Vous demander de ne citer que trois priorités à l’échelle de la planète semble dérisoire, alors disons plutôt quelles sont les trois Urgences qui s’imposent dans un futur opérationnel, sachant toutes les étapes intermédiaires à franchir pour y parvenir…
La première des priorités est évidemment de limiter au maximum les émissions de gaz à effet de serre au cours des prochaines années. Cet objectif n’est techniquement pas irréalisable : pour les CFCs, le protocole de Montréal en 1985 a réussi à limiter les émissions de CFCs, ce gaz destructeur de la couche d’ozone stratosphérique, d’une manière extrêmement efficace. C’est tout l’objectif de le la COP21 d’arriver à construire un nouveau schéma. La seconde priorité, à mon sens, est d’essayer de sortir du climat anxiogène lié au changement climatique, et ce volet passe par un effort continu des scientifiques pour la communication, et en particulier la vulgarisation auprès des plus jeunes. Les enfants sont sensibilisés à ces questions environnementales, et il faut poursuivre ces efforts !

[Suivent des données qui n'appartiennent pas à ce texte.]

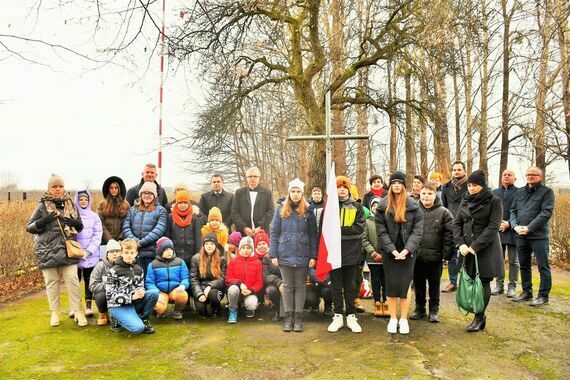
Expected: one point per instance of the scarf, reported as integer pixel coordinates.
(181, 218)
(65, 202)
(458, 183)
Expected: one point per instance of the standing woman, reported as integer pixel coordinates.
(294, 248)
(476, 232)
(112, 210)
(399, 223)
(56, 205)
(145, 223)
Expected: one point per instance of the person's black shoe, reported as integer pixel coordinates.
(148, 329)
(419, 313)
(298, 322)
(524, 296)
(539, 301)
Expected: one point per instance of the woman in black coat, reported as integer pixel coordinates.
(476, 232)
(399, 225)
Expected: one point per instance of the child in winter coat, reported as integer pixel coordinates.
(169, 275)
(99, 279)
(130, 305)
(90, 240)
(244, 280)
(207, 276)
(216, 226)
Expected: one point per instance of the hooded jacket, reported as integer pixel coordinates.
(167, 274)
(146, 227)
(90, 236)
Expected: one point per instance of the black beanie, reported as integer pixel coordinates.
(478, 178)
(398, 176)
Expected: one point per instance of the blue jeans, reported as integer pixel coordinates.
(525, 247)
(131, 316)
(453, 268)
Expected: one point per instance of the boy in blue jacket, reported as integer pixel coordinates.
(169, 275)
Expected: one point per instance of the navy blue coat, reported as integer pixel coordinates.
(293, 240)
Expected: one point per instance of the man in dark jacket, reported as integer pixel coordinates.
(148, 175)
(218, 197)
(451, 195)
(252, 206)
(530, 219)
(506, 193)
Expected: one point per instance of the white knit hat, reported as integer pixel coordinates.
(296, 183)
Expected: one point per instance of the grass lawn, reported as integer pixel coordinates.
(518, 342)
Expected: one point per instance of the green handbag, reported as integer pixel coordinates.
(469, 294)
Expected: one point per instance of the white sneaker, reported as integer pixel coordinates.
(392, 326)
(352, 323)
(336, 324)
(404, 326)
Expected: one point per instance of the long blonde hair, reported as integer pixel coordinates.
(397, 202)
(286, 210)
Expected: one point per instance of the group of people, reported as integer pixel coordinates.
(142, 253)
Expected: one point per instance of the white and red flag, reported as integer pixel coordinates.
(329, 256)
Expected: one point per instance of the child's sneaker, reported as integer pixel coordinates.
(233, 316)
(177, 314)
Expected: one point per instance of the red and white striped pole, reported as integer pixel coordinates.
(161, 94)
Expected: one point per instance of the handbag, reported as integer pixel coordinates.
(470, 294)
(72, 247)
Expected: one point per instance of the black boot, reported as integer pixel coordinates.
(478, 323)
(419, 313)
(298, 324)
(288, 322)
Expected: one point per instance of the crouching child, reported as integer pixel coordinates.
(130, 306)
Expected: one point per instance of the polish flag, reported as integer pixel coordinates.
(329, 257)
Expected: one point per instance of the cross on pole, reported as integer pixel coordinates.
(328, 136)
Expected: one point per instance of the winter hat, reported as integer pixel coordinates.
(296, 183)
(478, 178)
(182, 196)
(162, 244)
(343, 181)
(398, 176)
(215, 214)
(261, 236)
(113, 245)
(150, 187)
(234, 238)
(55, 180)
(246, 241)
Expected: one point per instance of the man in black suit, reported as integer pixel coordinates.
(252, 207)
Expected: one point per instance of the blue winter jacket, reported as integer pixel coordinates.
(293, 240)
(166, 275)
(146, 227)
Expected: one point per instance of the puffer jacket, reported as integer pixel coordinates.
(122, 281)
(352, 223)
(387, 229)
(167, 274)
(49, 241)
(245, 270)
(293, 240)
(271, 273)
(187, 240)
(98, 277)
(200, 283)
(437, 239)
(145, 227)
(90, 235)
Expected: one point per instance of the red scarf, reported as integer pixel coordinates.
(378, 193)
(182, 218)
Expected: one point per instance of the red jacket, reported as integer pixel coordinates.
(246, 270)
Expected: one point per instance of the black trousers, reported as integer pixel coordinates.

La troisième priorité, c’est de mieux identifier les conséquences locales et régionales du changement climatique pour que les sociétés puissent s’y adapter. Paradoxalement, cette identification passe par des approches globales, car les meilleurs analogues du futur ne sont pas nécessairement les régions les plus voisines. Et ça passe donc par un socle de connaissance fondamentale, pas forcément focalisé sur la ville dans laquelle chacun de nous habite, sur les climats, sur les écosystèmes et sur tous les organismes vivants.